- Wooden mock-up of the Denkō being built.

General information
- Type: Night fighter
- National origin: Japan
- Manufacturer: Aichi Kokuki KK
- Primary user: Imperial Japanese Navy Air Service
- Number built: 2 prototypes (incomplete)

= Aichi S1A Denkō =

Japanese night fighter prototype

The Aichi S1A Denkō (電光) was a Japanese night fighter, intended to replace the Nakajima J1N1-S Gekkō. Like the Gekkō, it was to be equipped with radar to counter the B-29 air raids over Japan. Development time for the S1A increased while trying to overcome design shortcomings, such as the insufficient power of the Navy's requested Nakajima Homare engines, resulting in no aircraft being completed before the war ended.

==Design and development==
The Denkōs service weight exceeded ten-thousand kilograms because the aircraft was full of special equipment, including oxygen injection, but the turbocharger's remote location from the engine caused many problems. Because the initial prototypes' engines did not pass Navy standards, only two aircraft were ever manufactured. Two more had been planned before cancellation that would have used the more powerful Mitsubishi HI MK9A Ru or MK10A Ru engines.

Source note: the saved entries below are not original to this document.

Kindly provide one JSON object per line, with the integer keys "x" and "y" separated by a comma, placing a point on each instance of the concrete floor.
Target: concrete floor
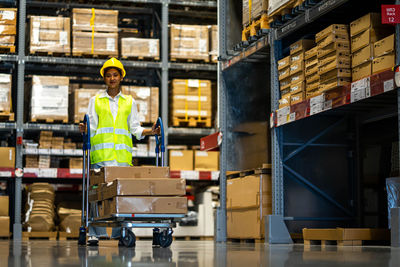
{"x": 191, "y": 253}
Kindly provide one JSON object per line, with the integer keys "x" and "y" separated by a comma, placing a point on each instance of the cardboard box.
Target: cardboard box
{"x": 361, "y": 56}
{"x": 103, "y": 43}
{"x": 301, "y": 45}
{"x": 4, "y": 226}
{"x": 384, "y": 46}
{"x": 383, "y": 63}
{"x": 283, "y": 63}
{"x": 4, "y": 203}
{"x": 144, "y": 187}
{"x": 332, "y": 29}
{"x": 181, "y": 160}
{"x": 365, "y": 38}
{"x": 7, "y": 157}
{"x": 206, "y": 160}
{"x": 140, "y": 47}
{"x": 109, "y": 174}
{"x": 361, "y": 71}
{"x": 8, "y": 16}
{"x": 145, "y": 205}
{"x": 370, "y": 20}
{"x": 104, "y": 20}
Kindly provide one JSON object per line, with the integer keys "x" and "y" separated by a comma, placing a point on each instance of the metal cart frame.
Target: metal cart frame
{"x": 162, "y": 224}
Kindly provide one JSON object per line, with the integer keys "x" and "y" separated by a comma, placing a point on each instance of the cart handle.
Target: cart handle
{"x": 86, "y": 135}
{"x": 160, "y": 141}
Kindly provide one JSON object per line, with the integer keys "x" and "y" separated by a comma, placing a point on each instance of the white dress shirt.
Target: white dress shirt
{"x": 133, "y": 122}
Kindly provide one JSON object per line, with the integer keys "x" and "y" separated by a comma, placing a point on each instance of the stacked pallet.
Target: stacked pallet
{"x": 140, "y": 48}
{"x": 334, "y": 62}
{"x": 191, "y": 103}
{"x": 189, "y": 42}
{"x": 8, "y": 22}
{"x": 49, "y": 35}
{"x": 364, "y": 32}
{"x": 147, "y": 101}
{"x": 49, "y": 98}
{"x": 94, "y": 32}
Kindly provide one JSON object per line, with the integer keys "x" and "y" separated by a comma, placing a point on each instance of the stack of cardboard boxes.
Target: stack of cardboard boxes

Additionally, the Tōnankai earthquake occurred in December 1944 with the aircraft factories and prototypes badly damaged as a result. On 9 June 1945, the airstrikes on Aichi Kokuki and Aichi Tokei Denki Seizo Co., Ltd blew up the S1A first prototype and forced movement of the second to the Gifu large Sadakazu factory to be assembled, but, on 9 July, another airstrike destroyed the second prototype. To date, the Aichi S1A is still the most massive fighter developed in Japan's naval history.